Atoll in French Polynesia

Raraka, or Te Marie, is an atoll in the west of the Tuamotu group in French Polynesia. It lies 17 km to the southeast of Kauehi Atoll.

The shape of Raraka Atoll is an oval 27 km long and 19 km wide. Its fringing reef has many sandbanks and small motu (islets). This atoll has a wide lagoon with a navigable pass to the ocean.

Raraka has 96 inhabitants (2017). There is only one village on Motutapu in the northwest.

Raraka Atoll in the Tuamotus should not be confused with Raraka in Malaita, Solomon Islands .

==History==
The first recorded European to sight Raraka Atoll was Captain Ireland in 1831.

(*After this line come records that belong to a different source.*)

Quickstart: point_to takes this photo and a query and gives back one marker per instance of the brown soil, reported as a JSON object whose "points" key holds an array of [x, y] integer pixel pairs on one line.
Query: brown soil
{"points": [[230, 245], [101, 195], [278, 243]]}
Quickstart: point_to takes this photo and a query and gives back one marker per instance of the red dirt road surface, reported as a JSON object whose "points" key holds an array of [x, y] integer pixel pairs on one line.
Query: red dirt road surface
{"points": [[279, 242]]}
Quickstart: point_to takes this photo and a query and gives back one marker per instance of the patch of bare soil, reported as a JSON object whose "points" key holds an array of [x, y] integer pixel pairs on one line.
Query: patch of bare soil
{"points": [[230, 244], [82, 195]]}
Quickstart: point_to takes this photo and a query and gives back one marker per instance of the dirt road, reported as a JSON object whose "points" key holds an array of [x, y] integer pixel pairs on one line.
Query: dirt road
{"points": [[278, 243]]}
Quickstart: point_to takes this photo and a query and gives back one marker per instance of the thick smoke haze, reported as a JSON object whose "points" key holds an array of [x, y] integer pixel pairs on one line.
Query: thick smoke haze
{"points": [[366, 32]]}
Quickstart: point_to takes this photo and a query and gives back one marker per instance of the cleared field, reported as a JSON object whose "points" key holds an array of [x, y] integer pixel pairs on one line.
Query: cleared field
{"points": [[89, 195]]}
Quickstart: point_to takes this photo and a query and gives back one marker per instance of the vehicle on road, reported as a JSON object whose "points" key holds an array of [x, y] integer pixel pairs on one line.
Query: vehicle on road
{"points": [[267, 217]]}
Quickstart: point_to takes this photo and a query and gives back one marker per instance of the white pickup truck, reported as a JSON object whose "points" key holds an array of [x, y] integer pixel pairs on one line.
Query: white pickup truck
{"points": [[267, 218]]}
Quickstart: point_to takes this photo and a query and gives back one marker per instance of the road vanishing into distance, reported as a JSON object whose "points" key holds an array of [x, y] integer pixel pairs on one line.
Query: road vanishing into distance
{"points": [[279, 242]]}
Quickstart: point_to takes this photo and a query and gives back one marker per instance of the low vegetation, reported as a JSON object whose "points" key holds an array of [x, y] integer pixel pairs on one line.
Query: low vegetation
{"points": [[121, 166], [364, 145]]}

Raraka Atoll was visited by the historic United States Exploring Expedition on 30 Aug. 1839. Charles Wilkes reported: "The next day they reached Raraka Atoll and were allowed ashore to explore it on that and the following day. There they met about 40 peaceful islanders, who had native-born missionary among them. Their chief was missing his left hand, it having been bitten off by a shark."

==Administration==
Raraka Atoll belongs to the commune of Fakarava, which consists of Fakarava, as well as the atolls of Aratika, Kauehi, Niau, Raraka, Taiaro and Toau.